Tuesday, June 9, 2015

Stop Blaming the Victims

We can thank Bernie Sanders that the wealth gap will be discussed during the 2016 election cycle. That gap has always been around, but over the last forty years has become almost insurmountable for most Americans. We don't yet know what the official party responses will be, but I suspect both will advance variations blaming the victim. It will be presented with compassion and civility, but after all the packaging has been stripped away, it will be the old bootstraps argument in a new package.

I just came across a wise-sounding link, now two years old, offering the following advice.
The fact is the poor are poor because they have too many Poverty Habits and too few Rich Habits. Poor parents teach their children the Poverty Habits and wealthy parents teach their children the Rich Habits. We don’t have a wealth gap in this country we have a parent gap. We don’t have income inequality, we have parent inequality.
Included was a string of statistics reflecting the lifestyle contrasts between rich and poor, none of which is controversial. For example "9% of the wealthy watch reality T.V. shows vs. 78% of the poor." Do tell! The list might well have included how many wealthy people have vintage wines with meals instead of beer among the poor.

GOP contenders position themselves in the "work your way up" camp while Democrats talk about "jobs, jobs, jobs" but neither side is courageous enough to argue (as does Bernie Sanders) that the way our of the quagmire requires more than just "work, work, work."

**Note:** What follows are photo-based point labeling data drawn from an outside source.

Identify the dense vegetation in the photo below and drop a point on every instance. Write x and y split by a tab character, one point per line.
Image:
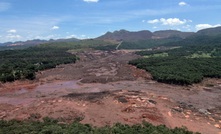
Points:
146	44
22	64
185	65
50	126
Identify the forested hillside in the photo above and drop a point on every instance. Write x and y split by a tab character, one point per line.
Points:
50	126
196	58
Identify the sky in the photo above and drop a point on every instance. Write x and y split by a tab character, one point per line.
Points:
22	20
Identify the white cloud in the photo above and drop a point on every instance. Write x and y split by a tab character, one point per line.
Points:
182	4
11	36
91	0
169	21
172	21
12	31
4	6
204	26
153	21
71	36
55	27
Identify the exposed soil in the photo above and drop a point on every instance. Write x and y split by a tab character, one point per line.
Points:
102	89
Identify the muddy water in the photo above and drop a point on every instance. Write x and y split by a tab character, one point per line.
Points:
27	96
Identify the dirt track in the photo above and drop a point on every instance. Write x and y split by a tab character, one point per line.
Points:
103	89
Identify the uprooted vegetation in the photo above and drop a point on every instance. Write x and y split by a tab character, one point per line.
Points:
22	64
51	126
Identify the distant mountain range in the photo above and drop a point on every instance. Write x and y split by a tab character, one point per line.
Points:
124	35
36	42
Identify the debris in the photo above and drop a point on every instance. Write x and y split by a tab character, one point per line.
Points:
170	114
128	110
204	111
177	109
152	101
187	116
217	126
122	99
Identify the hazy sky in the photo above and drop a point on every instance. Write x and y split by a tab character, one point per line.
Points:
46	19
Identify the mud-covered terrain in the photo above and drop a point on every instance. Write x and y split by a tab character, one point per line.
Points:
102	89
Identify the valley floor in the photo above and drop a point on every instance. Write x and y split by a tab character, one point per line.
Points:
102	89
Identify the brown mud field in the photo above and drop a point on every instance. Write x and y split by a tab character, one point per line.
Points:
102	89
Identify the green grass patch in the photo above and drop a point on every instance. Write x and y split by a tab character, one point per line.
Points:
50	126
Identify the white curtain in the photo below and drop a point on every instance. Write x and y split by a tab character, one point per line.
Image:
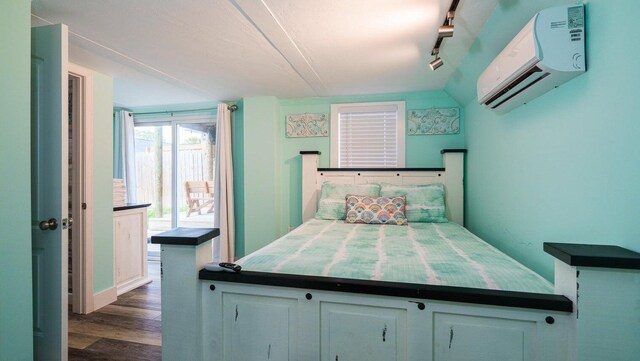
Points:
223	193
128	155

The way out and up must include some pro-active political moves having little or nothing to do with the behavior of the poor and much to do with attitudes of those who are already wealthy. A handful of rich people have set good examples, but even those who express admiration for them stop short of following their good examples. At the core of their reluctance is that nagging belief that if poor people would just shift gears and embrace better habits, make better choices, they would somehow escape the penalties keeping them down. 

Thanks to Bernie Sanders' stirring the pot once again, I'm getting flashbacks to thoughts that struck me following Hurricane Katrina. The following is what I posted then.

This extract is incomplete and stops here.